Re: [PATCH 1/5] block: rewrite blk_bvec_map_sg to avoid a nth_page call

Guenter Roeck <linux@xxxxxxxxxxxx> · Tue, 16 Apr 2019 10:08:47 -0700

On Tue, Apr 16, 2019 at 08:33:56AM +0200, Christoph Hellwig wrote:
> On Mon, Apr 15, 2019 at 02:07:31PM -0700, Guenter Roeck wrote:
> > On Mon, Apr 15, 2019 at 10:52:42PM +0200, Christoph Hellwig wrote:
> > > On Mon, Apr 15, 2019 at 12:44:35PM -0700, Guenter Roeck wrote:
> > > > This patch causes crashes with various boot tests. Most sparc tests crash, as
> > > > well as several arm tests. Bisect results in both cases point to this patch.
> > > 
> > > That just means we trigger an existing bug more easily now.  I'll see
> > > if I can help with the issues.
> > 
> > Code which previously worked reliably no longer does. I would be quite
> > hesitant to call this "trigger an existing bug more easily". "Regression"
> > seems to be a more appropriate term - even more so as it seems to cause
> > 'init' crashes, at least on arm.
> 
> Well, we have these sgls in the wild already, it just is that they

That is besides the point. Your code changes an internal API to be more
stringent and less forgiving. This causes failures, presumably because
callers of that API took advantage (on purpose or not) of it.
When changing an API, you are responsible for both ends. You can not claim
that the callers of that API are buggy. Taking advangage of a forgiving
API is not a bug. If you change an API, and that change causes a failure,
that is a regression, not a bug on the side of the caller.

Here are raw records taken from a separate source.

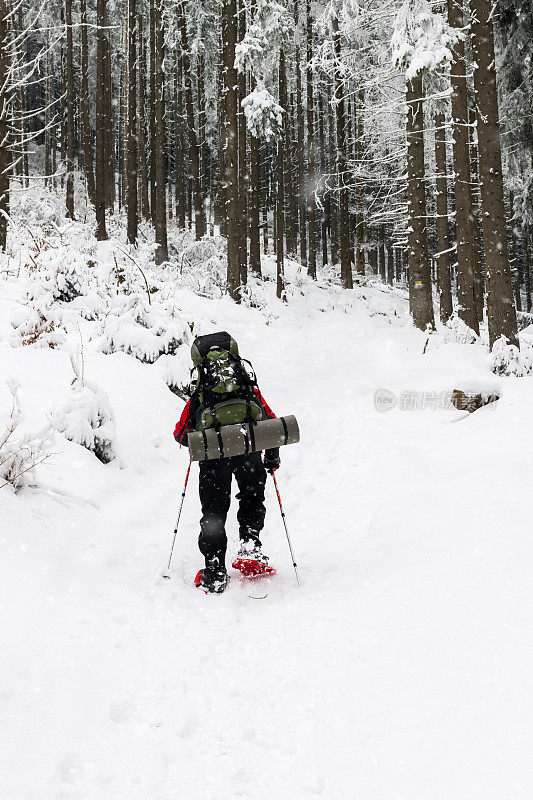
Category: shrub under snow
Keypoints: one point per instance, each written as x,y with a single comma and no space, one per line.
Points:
19,455
507,359
143,331
458,331
87,418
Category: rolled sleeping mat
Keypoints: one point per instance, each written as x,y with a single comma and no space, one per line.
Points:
238,440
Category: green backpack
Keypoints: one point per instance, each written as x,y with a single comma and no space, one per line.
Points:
223,388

On top of that, an API change causing roughly 4% of my boot tests to fail
is a serious regression. Those boot tests don't really do anything besides
trying to boot the system. If 4% of those tests fail, I don't even want to
know what else is going to fail when your patch (or patch series) hits
mainline. Your patch should be reverted until that is resolved. If making
the API more stringent / less forgiving indeed makes sense and improves code
quality and/or performance, the very least would be to change the code to
still accept what it used to accept before but generate a traceback.
That would let people fix the calling code without making systems unusable.
This is even more true with failures like the one I observed on arm,
where your patch causes init to crash without clear indication of the
root cause of that crash.

Guenter